Daya Tarik Pantai Senggigi
Seperti diketahui, Lombok Lombok memiliki wisata alam indah yang terkenal di dunia dan ramai dengan dunia malamnya. Tapi Lombok juga mempunyai kultur Islami yang cukup kental dan ditetapkan sebagai Destinasi Wisata Syariah oleh Kemenparakraf pada 2013 lalu.
Pantai Senggigi, salah satu wisata alam yang ramah terhadap wisatawan Muslim. Keindahan panorama pantai ini berombak tidak besar, serta air lautnya pun jernih dan bersih. Anda dapat melihat langsung kawanan ikan yang berenang dengan bebasnya di laut Senggigi. Kehidupan terumbu karang di pantai ini masih terpelihara sampai sekarang. Hal ini menjadikan salah satu wisata di Lombok ini tujuan snorkeling yang diminati banyak kalangan.
Pantai Senggigi memiliki garis pantai yang panjang dan sangat indah. Sejauh Anda memandang, garis pantainya, terlihat gradasi warna pasir dari hitam ke putih. Dengan garis pantai yang panjang itu pula, pilihan aktivitas jogging menjadi salah satu kegiatan yang digemari di pantai Senggigi. Di kala sore, Anda bisa bersantai di tepi pantai sambil menikmati tenggelamnya matahari di Senggigi.

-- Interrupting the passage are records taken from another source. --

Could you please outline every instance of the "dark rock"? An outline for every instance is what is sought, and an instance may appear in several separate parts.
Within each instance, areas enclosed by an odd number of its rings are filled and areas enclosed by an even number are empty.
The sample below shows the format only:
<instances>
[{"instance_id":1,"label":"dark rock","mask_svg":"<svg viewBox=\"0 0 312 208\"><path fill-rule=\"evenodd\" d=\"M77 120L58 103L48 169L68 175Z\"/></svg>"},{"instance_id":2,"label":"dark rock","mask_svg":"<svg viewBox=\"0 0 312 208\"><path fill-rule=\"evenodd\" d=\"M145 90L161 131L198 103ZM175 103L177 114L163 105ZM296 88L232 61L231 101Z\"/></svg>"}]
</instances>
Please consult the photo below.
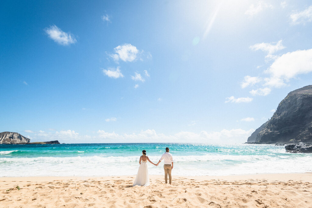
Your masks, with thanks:
<instances>
[{"instance_id":1,"label":"dark rock","mask_svg":"<svg viewBox=\"0 0 312 208\"><path fill-rule=\"evenodd\" d=\"M5 131L0 133L0 144L27 143L30 139L15 132Z\"/></svg>"},{"instance_id":2,"label":"dark rock","mask_svg":"<svg viewBox=\"0 0 312 208\"><path fill-rule=\"evenodd\" d=\"M258 144L312 142L312 85L289 93L255 141Z\"/></svg>"},{"instance_id":3,"label":"dark rock","mask_svg":"<svg viewBox=\"0 0 312 208\"><path fill-rule=\"evenodd\" d=\"M49 142L29 142L29 143L19 143L17 144L59 144L61 143L57 140L51 141Z\"/></svg>"},{"instance_id":4,"label":"dark rock","mask_svg":"<svg viewBox=\"0 0 312 208\"><path fill-rule=\"evenodd\" d=\"M285 146L286 152L292 153L312 153L312 144L289 144Z\"/></svg>"}]
</instances>

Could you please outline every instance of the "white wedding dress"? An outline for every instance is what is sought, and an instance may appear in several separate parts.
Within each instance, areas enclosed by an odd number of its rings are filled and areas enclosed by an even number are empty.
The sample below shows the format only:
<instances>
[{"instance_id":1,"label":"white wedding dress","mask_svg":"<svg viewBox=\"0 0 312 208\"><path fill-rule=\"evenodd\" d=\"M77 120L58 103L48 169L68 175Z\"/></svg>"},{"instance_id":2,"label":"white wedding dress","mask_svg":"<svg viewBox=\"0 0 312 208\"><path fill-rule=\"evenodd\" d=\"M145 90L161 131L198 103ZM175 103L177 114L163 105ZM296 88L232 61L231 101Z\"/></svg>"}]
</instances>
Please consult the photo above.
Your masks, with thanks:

Anda juga tidak perlu khawatir soal makanan dan minuman di tempat wisata ini. Pantai Senggigi adalah salah satu tempat wisata yang difasilitasi secara lengkap, baik hotel dan restoran. Meskipun belum semua restoran memiliki sertifikasi halal, Anda bisa dengan mudah mengenali mana resto yang sudah halal dan mana yang belum.
Akses Ke Pantai Senggigi
Perjalanan ke Pantai Senggigi dapat ditempuh dari kota Mataram. Jika Anda sudah mendarat di bandara udara Selaparang Mataram, maka perjalanan ke Pantai Senggigi dilanjutkan dengan naik kendaraan umum dengan memakan waktu kurang lebih 30-50 menit. Ongkos kendaraan umunya pun sangat murah hanya tiga ribu rupiah.

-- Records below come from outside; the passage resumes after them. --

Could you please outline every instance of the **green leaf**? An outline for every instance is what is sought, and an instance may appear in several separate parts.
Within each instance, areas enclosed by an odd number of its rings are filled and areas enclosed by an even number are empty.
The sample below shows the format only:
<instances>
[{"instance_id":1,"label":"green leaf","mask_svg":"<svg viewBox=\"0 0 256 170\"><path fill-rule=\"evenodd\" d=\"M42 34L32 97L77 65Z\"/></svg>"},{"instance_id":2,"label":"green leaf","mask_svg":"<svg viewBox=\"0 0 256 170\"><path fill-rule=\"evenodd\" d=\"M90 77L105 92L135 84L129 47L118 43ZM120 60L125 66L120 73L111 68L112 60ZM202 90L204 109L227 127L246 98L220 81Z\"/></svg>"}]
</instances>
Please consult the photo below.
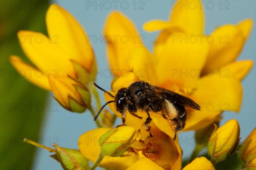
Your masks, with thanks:
<instances>
[{"instance_id":1,"label":"green leaf","mask_svg":"<svg viewBox=\"0 0 256 170\"><path fill-rule=\"evenodd\" d=\"M15 54L28 60L19 44L18 31L31 30L47 34L45 14L49 1L37 1L1 2L0 169L31 169L36 148L24 143L23 139L27 136L38 140L47 107L47 92L19 75L9 60L10 55ZM39 3L43 7L38 9L39 6L35 4Z\"/></svg>"},{"instance_id":2,"label":"green leaf","mask_svg":"<svg viewBox=\"0 0 256 170\"><path fill-rule=\"evenodd\" d=\"M89 161L78 150L61 147L55 146L57 151L57 156L50 156L61 164L65 170L88 170L90 167Z\"/></svg>"}]
</instances>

Setelah tiba di Senggigi, Anda tinggal berjalan kaki selama kira-kira 3 menit untuk dapat tiba di pantai tersebut. Sambil berjalan kaki, Anda akan menjumpai banyak warung dan toko makanan penjual aneka souvenir dan lainnya. Nah, dikawasan inilah konsep halal mulai diperkenalkan oleh Pemerintah Kabupaten Lombok Barat dan MUI yang gencar mensosialisasikan akan pentingnya halal bagi pengunjung Pantai Senggigi.